Coupe franche dans les subventions
Le public, plutôt jeune, est au rendez-vous – salles combles et bouquets de fleurs jetés aux pieds des acteurs pendant les saluts. Un succès dont le théâtre pourrait se réjouir s’il n’était entaché par la coupe franche d’un million d’euros de subventions décidée cette année par la ville de Moscou à qui appartient le lieu, le privant de toute marge de manœuvre artistique. Voilà, semble-t-il, ce qu’il en coûte de vouloir faire les “Idiots” en toute indépendance. Désormais, la Ville se contente d’assumer les salaires des permanents et la location du site.
Pourtant, c’est bien avec ce spectacle des Idiots, adapté du film du même nom de Lars von Trier datant de 1999, que Kirill Serebrennikov a inauguré avec brio sa première saison, en 2012, au Centre Gogol. A la fois metteur en scène et réalisateur, Kirill Serebrennikov a voulu programmer trois spectacles adaptés de films phare des années 60, 70 et 90 qui fonctionneraient comme une trilogie sur Moscou.
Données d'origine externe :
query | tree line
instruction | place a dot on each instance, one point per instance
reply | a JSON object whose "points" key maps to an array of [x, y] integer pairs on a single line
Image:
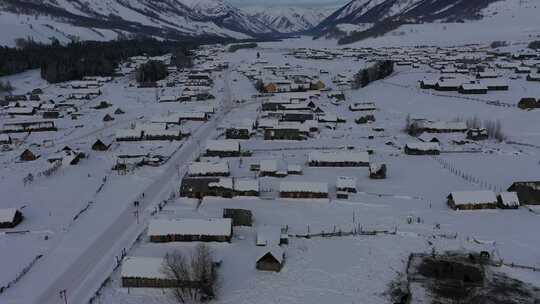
{"points": [[379, 70], [75, 60]]}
“Je voulais montrer différentes figures de héros en fonction des époques et j’ai choisi Rocco et ses frères de Luchino Visconti, Tous les autres s’appellent Ali de R. W. Fassbinder et Les Idiots de Lars von Trier. Chaque spectacle étant monté et adapté par une équipe artistique différente.”
Il confie à son ami et réalisateur Alexey Mizgirev l’adaptation du film de Visconti et à un jeune metteur en scène lituanien, Vladislav Nastashev, celle de Fassbinder, se réservant le film de Lars von Trier, pur produit du Dogme 95, sorte de mode d’emploi filmique en quête d’une authenticité dans le processus du tournage.
“J’aime beaucoup ce film et je me suis demandé comment cette histoire pouvait exister en Russie”, nous raconte Kirill Serebrennikov à l’issue du spectacle, dans son bureau orné de têtes de mort peintes mexicaines. Ici, le contexte est différent du Danemark où Lars von Trier a filmé des idiots qui testent la société occidentale et ses valeurs de tolérance et où leur refus du mode de vie bourgeois ne se cogne pas à la violence étatique ou sociale.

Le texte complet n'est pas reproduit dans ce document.